A 75 year-old female participant with a history of Type II diabetes (uncomplicated), depressive psychosis, and dementia with behavioral disturbance experienced a syncope episode while at the PACE Center. At the time, the following was her current medication regimen:
Insulin aspart 100 units/ml three times daily
Metformin 500mg daily
Pantoprazole 20mg daily
Mirtazapine 15mg daily
Lisinopril 5mg daily
Risperidone 0.5mg twice daily, PRN
The prescriber contacted the CareKinesis clinical pharmacist because after receiving a dose of risperidone, the participant’s QTc was elevated to 485. The participant had previously been taking risperidone scheduled doses as a psychotropic for her diagnosis of dementia with behavioral disturbance. However, after experiencing prior syncope episodes the risperidone dosing was changed to as needed (PRN).
The prescriber expressed that the participant’s family requested that the psychotropic be available PRN for when her behaviors are severe, and inquired with the clinical pharmacist if aripiprazole (Abilify®) 2mg daily PRN would be an appropriate alternative agent to the risperidone.
After determining the nature of the participant’s behavioral symptoms – agitation and combativeness (without psychosis) – the clinical pharmacist recommended that aripiprazole be a scheduled dose rather than PRN. Due to aripiprazole’s long half-life and time to reach steady-state, therapeutic efficacy will not be immediate with as-needed dosing; therefore, as-needed dosing would not be beneficial for acute agitation and combativeness.
Of the available alternative agents, aripiprazole is the better choice for agitation when considering QT prolongation.

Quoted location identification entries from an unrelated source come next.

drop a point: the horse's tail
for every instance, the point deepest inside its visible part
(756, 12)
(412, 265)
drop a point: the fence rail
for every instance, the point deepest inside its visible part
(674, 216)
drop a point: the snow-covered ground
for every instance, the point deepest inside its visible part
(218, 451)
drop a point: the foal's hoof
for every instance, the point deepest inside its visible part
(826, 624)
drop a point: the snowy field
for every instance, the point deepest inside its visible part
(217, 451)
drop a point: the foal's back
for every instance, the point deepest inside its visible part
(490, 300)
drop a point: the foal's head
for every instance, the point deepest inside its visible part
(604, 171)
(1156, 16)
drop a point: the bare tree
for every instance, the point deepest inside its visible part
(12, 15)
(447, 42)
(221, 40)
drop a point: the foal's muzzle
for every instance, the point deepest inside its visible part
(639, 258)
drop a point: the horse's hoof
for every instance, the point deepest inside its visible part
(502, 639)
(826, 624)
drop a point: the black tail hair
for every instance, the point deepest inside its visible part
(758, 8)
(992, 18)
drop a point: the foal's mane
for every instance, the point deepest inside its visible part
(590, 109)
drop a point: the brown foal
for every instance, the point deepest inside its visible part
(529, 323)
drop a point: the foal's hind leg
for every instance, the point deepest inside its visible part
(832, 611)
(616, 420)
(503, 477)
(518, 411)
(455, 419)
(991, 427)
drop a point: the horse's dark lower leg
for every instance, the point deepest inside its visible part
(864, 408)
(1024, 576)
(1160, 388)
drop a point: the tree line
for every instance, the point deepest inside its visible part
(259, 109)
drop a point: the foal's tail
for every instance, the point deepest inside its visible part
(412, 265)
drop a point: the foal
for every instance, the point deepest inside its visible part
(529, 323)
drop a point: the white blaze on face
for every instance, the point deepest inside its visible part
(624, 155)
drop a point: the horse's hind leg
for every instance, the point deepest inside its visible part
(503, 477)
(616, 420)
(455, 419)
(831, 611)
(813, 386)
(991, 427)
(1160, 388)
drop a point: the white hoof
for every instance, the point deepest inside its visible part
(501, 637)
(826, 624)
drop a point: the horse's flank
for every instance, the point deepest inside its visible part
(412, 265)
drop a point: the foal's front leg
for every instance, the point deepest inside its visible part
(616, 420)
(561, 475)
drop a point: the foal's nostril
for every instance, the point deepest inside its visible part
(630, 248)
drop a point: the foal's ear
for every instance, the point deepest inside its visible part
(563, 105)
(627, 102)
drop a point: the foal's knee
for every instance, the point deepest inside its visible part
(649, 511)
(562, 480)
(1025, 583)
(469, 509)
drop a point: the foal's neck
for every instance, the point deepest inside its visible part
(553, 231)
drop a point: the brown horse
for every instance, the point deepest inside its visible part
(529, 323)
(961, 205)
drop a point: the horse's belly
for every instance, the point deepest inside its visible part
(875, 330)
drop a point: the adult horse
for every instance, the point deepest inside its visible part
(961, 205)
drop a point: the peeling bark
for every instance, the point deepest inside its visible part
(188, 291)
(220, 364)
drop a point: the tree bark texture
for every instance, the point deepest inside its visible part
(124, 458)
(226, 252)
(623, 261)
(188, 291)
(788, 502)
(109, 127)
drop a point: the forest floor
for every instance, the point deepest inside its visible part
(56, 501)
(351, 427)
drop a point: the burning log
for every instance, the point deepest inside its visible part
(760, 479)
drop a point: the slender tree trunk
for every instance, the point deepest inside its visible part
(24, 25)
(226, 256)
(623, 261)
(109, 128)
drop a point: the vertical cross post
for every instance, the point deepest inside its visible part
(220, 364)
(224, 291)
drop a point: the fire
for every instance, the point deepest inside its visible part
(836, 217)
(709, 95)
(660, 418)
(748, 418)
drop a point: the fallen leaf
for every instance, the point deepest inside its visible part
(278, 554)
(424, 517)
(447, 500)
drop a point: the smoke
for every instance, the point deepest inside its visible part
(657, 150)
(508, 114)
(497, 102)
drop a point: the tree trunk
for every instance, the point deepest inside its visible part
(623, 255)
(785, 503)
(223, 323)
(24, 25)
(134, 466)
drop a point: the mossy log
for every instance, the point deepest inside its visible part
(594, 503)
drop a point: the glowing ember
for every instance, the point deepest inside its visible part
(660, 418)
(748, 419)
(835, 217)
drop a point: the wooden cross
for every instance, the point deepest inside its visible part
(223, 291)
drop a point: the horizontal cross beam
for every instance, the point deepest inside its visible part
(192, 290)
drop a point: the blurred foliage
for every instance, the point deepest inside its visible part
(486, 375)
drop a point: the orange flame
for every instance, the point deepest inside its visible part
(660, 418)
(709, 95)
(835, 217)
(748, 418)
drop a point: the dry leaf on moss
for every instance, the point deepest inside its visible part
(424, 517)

Since low doses have been shown to be less effective for psychosis, agitation, and global improvement, the physician would likely need to monitor the participant, and consider slowly titrating up to 10mg daily for desired improvement.
The clinical pharmacist also recommended that the physician consider initiation of lorazepam 0.5mg every 6 hours as needed for agitation, but to be cognizant of increased sedation, especially because of the participant’s already high aggregate sedative burden score (a 7 which would be increased to 10 with the initiation of lorazepam). If clinically appropriate, the physician might also be able to taper and discontinue the aripiprazole, since long-term antipsychotic therapy is not recommended for dementia-associated behavioral disturbances unless other nonpharmacological options have failed and the participant is a threat to self or others. It is important to note that there is an increased risk of CVA/stroke and mortality in dementia.